For bonus points, wrap the preceding inside a function or macro definition.

"There are two ways of constructing a software design; one way is to make it so simple that there are obviously no deficiencies, and the other way is to make it so complicated that there are no obvious deficiencies. The first method is far more difficult." -- C. A. R. Hoare

(NOTE: I'm a little rusty on my C, so please ignore syntax errors.)

Re:Hmm...

[deathy_epl+ccs]

... or the version of Acrobat they sell to the federal government.

Doesn't have to be black

I think the most important thing is that, according to the FAQ, it doesn't have to be black, although I'm pretty sure someone will get bonus points for figuring out a way to hide something in a black overlayed rectangle.

My guess

[archeopterix]

#define SWAP(x,y) do { x^=y; y^=x; x^=y; } while (0)

My guess: it is used for x and y of different sizes (say 8 bit and 32 bit).

Re:My guess

Well no. wrong.

copyist?

[circusboy]

Hate to be pedantic, but I think the word you're looking for is "steganography"

stenography == the action of taking dictation

Re:Hmm...

It is no challenge to make a closed source utility which does something evil even though it appears to do something innocent. Most Microsoft programs do that.

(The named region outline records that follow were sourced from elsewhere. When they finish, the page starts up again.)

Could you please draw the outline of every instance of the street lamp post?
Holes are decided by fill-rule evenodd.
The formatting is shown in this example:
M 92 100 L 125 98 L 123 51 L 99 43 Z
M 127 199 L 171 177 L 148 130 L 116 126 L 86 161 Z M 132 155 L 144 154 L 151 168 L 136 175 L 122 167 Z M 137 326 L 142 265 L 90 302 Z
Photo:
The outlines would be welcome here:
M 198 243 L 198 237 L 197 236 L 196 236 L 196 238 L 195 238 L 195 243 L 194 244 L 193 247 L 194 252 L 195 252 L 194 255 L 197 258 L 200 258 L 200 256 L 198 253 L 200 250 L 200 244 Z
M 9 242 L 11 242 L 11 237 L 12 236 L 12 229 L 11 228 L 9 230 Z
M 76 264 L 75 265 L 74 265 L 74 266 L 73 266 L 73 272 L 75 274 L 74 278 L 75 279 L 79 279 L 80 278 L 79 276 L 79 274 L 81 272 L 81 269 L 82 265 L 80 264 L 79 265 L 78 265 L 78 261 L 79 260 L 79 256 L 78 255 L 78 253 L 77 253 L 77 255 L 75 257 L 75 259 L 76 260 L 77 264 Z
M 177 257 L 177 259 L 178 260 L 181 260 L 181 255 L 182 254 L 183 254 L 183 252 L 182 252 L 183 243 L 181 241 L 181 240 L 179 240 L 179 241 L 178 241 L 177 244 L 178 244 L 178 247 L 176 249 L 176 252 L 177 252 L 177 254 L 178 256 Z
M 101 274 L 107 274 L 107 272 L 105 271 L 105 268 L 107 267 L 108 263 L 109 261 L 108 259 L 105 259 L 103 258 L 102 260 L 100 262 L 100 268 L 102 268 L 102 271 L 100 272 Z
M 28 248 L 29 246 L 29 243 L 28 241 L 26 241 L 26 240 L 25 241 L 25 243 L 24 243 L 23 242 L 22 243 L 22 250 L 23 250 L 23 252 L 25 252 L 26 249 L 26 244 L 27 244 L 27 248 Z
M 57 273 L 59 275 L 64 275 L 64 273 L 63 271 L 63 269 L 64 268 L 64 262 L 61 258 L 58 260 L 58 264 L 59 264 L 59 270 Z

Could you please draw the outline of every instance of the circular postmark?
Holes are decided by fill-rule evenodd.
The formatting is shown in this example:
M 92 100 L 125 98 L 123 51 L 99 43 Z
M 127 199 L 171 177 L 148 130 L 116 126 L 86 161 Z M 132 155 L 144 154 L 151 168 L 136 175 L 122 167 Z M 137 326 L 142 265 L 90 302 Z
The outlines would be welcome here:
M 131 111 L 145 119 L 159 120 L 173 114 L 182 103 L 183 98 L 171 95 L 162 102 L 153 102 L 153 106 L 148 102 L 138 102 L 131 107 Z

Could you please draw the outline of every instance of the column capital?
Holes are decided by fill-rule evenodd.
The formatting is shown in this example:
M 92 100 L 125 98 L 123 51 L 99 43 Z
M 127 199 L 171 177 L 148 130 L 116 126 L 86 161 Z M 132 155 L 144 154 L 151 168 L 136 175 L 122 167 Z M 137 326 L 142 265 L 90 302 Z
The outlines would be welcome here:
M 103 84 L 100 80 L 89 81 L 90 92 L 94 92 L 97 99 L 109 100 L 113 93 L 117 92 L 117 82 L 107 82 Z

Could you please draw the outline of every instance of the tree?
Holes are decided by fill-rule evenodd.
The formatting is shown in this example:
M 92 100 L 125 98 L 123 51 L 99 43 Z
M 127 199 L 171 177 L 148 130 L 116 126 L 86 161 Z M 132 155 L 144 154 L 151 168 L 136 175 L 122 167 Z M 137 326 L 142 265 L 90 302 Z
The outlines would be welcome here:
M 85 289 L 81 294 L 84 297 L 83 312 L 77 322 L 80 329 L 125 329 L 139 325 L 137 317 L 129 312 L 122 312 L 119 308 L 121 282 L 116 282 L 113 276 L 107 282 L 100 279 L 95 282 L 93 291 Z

There, fixed that for you.

"Blacked out"

[PhotoGuy]

Their definition of "blacked out" for the 2008 contest allows colored rectangles or "random noise" replacing the part of the image to be blacked out. The latter would allow doing something like a crypting of the chunk of the image (in the guise of creating random pixels, of course). In that case, everything could be fully restored; no need to just hide things steganographically in a few low bits of black or anything.

(Of course, the challenge of making the program appear to be doing something else is a key part of the work.)

Re:"Blacked out"

[El_Oscuro]

All you would have to do is have an improperly seeded random generator. The SSH business would be good. Extra points if you actually *use* that code. Even better if you document where you got the code from, but "forget" to get the latest version from CVS. Then, all you have to do is transform the bits in some fashion with the random values (instead of overwriting them). Then, all someone needs is the blacklisted SSL keys to completely restore the original image.

2007 winners not found

Could someone provide a link please?

Re:2007 winners not found

[Xcott+Craver]

We have a separate tab for the 2007 winners; it's the first one on the left.

I recommend you give it a read; the entries are all very clever.